According to Ethan Hunt, lead programme manager for AT&T Unmanned Aircraft Systems, the 5G Flying Cows can broadcast robust coverage up to 10 square miles (16 sq km). “We had intermittent, weak LTE signal at the flight location before we launched the 5G Flying COW,” he said of the test flight in Missouri that happened in April.

To put it another way, users in the region trying to stream video may have discovered they suddenly have access to 5G speeds they didn’t have before.

Getting 5G to remote areas is relatively difficult. 5G coverage outside of cities is expensive, as it is reliant on densely placed tiny cells; infrastructure requirements are massive, and coverage is limited to devices within close vicinity to towers. Flying COWs might solve this problem while also assisting first responders in search and rescue efforts.

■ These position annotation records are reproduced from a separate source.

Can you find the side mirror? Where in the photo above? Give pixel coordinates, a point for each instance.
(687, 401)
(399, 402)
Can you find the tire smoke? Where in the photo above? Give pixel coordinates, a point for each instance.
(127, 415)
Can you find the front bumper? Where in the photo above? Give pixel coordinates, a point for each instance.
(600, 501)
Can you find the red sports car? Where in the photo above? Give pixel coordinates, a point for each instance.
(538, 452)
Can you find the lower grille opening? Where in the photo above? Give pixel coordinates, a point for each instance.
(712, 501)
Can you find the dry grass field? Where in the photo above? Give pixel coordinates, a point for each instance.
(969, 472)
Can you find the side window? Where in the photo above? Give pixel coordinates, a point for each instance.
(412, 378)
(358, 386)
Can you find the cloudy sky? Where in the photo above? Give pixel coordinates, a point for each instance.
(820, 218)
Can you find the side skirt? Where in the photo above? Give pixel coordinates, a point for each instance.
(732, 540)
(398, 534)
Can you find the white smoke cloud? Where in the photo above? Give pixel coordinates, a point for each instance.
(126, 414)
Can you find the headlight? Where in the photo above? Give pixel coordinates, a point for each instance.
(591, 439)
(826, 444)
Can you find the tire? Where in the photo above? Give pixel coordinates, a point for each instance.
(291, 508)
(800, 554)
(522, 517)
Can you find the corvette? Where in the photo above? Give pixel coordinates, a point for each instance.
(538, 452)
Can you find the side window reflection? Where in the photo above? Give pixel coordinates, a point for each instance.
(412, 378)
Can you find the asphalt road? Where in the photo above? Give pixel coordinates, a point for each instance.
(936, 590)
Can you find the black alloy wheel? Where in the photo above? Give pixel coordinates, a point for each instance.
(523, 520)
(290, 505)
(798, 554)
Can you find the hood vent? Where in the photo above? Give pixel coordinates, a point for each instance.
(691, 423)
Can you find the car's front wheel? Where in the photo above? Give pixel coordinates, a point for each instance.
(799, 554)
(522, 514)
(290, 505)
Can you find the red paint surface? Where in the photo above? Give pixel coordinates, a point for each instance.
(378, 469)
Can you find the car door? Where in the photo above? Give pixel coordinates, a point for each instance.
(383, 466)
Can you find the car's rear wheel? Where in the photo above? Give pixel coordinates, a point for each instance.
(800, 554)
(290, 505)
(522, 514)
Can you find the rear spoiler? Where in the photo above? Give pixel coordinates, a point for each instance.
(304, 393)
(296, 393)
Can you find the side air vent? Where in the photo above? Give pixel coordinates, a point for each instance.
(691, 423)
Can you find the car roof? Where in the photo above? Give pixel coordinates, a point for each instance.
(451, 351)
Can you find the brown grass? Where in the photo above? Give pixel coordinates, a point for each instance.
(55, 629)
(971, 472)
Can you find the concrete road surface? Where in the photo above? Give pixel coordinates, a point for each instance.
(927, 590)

AT&T earlier used this technology to offer LTE service to customers

For years, AT&T has used this technology to offer LTE service to consumers during major events. The events like this year’s Super Bowl and natural catastrophes. While other firms may interact with drones using 5G signals, the Flying COW will operate as a cell site on a drone.

“We are currently working through several exciting technical challenges to expand the capabilities of our Flying COWs,” AT& T’s Unmanned Aircraft Systems programme director, Art Pregler, said of the project.

“We’re working on a way to fly autonomously for months without landing. To do this we’re utilising solar power to deliver secure, reliable, and fast 5G connection to big numbers of customers across broad geographic areas. This method might one day assist provide internet to rural and underprivileged populations in the United States and internationally.”